Alexander Lowen, Joy
Se reprimimos a ouraggressão na nossa sombra, como podemos integrá-la de uma forma que alivie a nossa raiva e nos impulsione para a plenitude e grandeza de carácter? A passagem que se segue fornece algumas advertências e pistas pertinentes:
“Não existe uma técnica geralmente eficaz para assimilar a sombra. É mais como diplomacia ou estadismo e é sempre uma questão individual. Primeiro é preciso aceitar e levar a sério a existência da sombra. Em segundo lugar, é preciso tomar consciência das suas qualidades e intenções. Isto acontece através de uma atenção consciente aos estados de espírito, fantasias e impulsos. Terceiro, um longo processo de negociação é inevitável”.
Daryl Sharp, Jung Lexicon
Depois de levarmos a sério a existência da sombra, temos de prestar muita atenção aos nossos estados de ânimo e fantasias. A Dowe experimenta uma raiva latente sem razão aparente? Talvez tenhamos fantasias recorrentes nascidas do ressentimento, amargura, auto-ódio – o desejo de destruição ou vingança? Em qualquer dos casos, é provável que não tenhamos integrado adequadamente a nossa agressão na nossa personalidade consciente. Para iniciar este processo de integração, podemos procurar saídas seguras, controladas e produtivas, nas quais começamos a agir com mais agressão. O mais óbvio é encontrar um desporto de competição, arte marcial, ou regime de exercício em que possamos começar a reconectar-nos com os nossos instintos agressivos.
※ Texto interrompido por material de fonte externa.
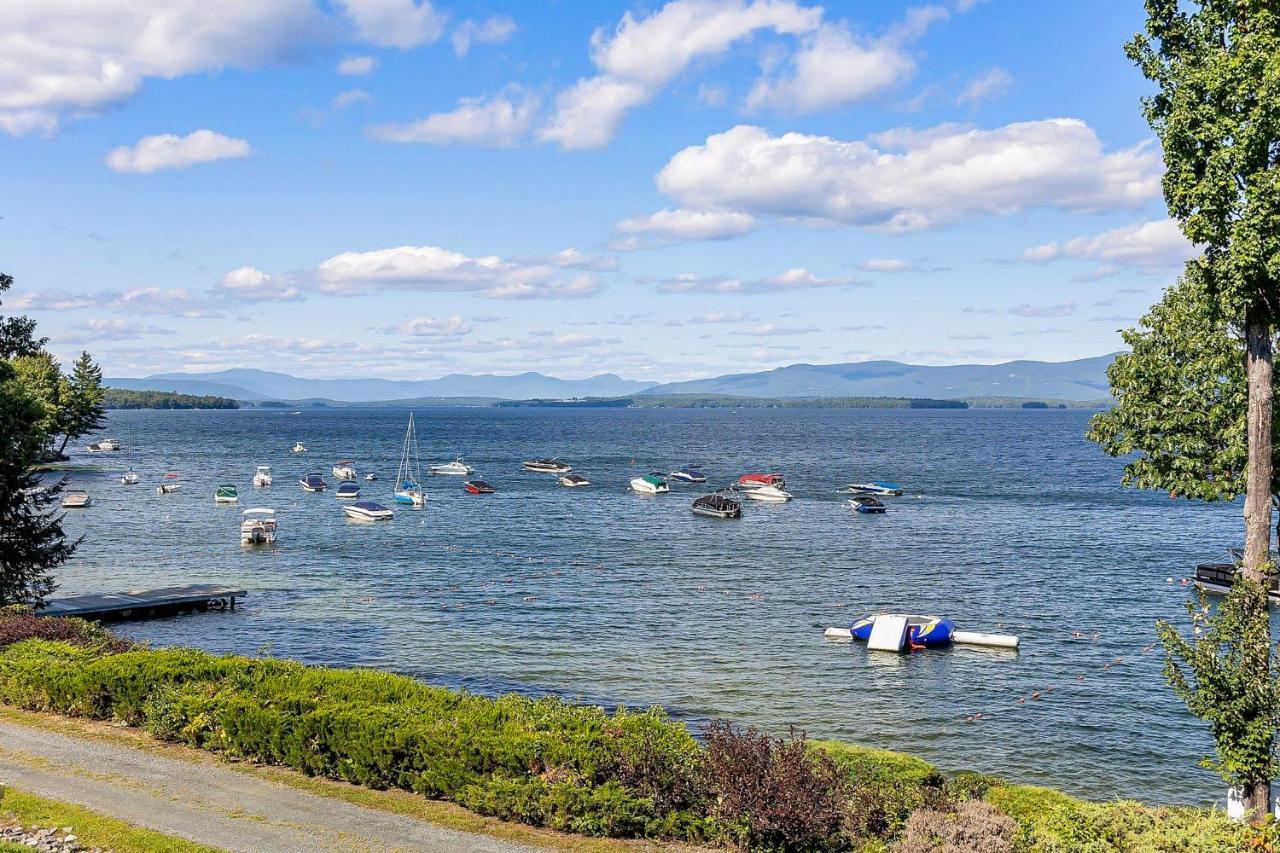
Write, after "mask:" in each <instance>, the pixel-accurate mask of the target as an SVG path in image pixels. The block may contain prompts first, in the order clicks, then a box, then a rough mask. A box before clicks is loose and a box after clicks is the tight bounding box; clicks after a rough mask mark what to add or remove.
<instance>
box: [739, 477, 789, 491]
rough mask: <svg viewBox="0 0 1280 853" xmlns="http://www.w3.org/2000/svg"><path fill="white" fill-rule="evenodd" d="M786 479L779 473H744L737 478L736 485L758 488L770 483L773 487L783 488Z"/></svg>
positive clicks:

Mas também podemos, por exemplo, trabalhar para nos tornarmos mais assertivos no nosso comportamento, mais decisivos nas nossas escolhas, mais declarativos e protectores dos nossos limites pessoais, ou mais inclinados a manter a nossa posição quando testados pelos nossos colegas de trabalho, família ou pares. Como Jung explicou:
“…esta integração não pode ter lugar e ser posta num propósito útil a menos que se possa admitir as tendências ligadas à sombra e permitir-lhes alguma medida de realização – temperada, claro, com as críticas necessárias”.
Carl Jung, Psicologia e Religião
Como passamos por este processo, precisamos de ter cuidado para não compensar em demasia o nosso comportamento.
“De todo o mal, eu considero-o capaz:” escreveu Nietzsche. “Por isso, quero o bem de vós”. Na verdade, ri-me muitas vezes dos fracos que se achavam bons porque não tinham garras”.
Nietzsche, Thus Spoke Zarathustra
Pois o objectivo na integração da nossa agressão não é tornar-se uma pessoa má, mas sim entrar em contacto com as energias e potenciais reprimidos necessários para esculpir um grande e poderoso carácter. Queremos tornar-nos capazes de agir com força, não de ser contundentes; potencialmente perigosos, não um criminoso violento; capazes de nos defendermos e defender aquilo em que acreditamos, não viciosos e maldosos.
Se pudermos extrapolar o método de integração justo, e usá-lo para integrar outras características sombrias – talvez aquelas ligadas à nossa sexualidade, à nossa criatividade, à nossa ambição ou desejo de poder – começaremos a notar a nossa personalidade transformar-se de uma miríade de formas dramáticas. Tornar-nos-emos mais fundamentados, mais seguros na nossa pele, mais independentes nos nossos julgamentos amorosos, mais corajosos e auto-suficientes. Em suma, ao integrarmos a nossa sombra, avançaremos para o ideal da totalidade psicológica e este é o ideal que produz a grandeza de carácter que falta neste mundo moderno.
“A aceitação da sombra envolve um crescimento em profundidade na terra do próprio ser…nasce uma nova profundidade e enraizamento e estabilidade.”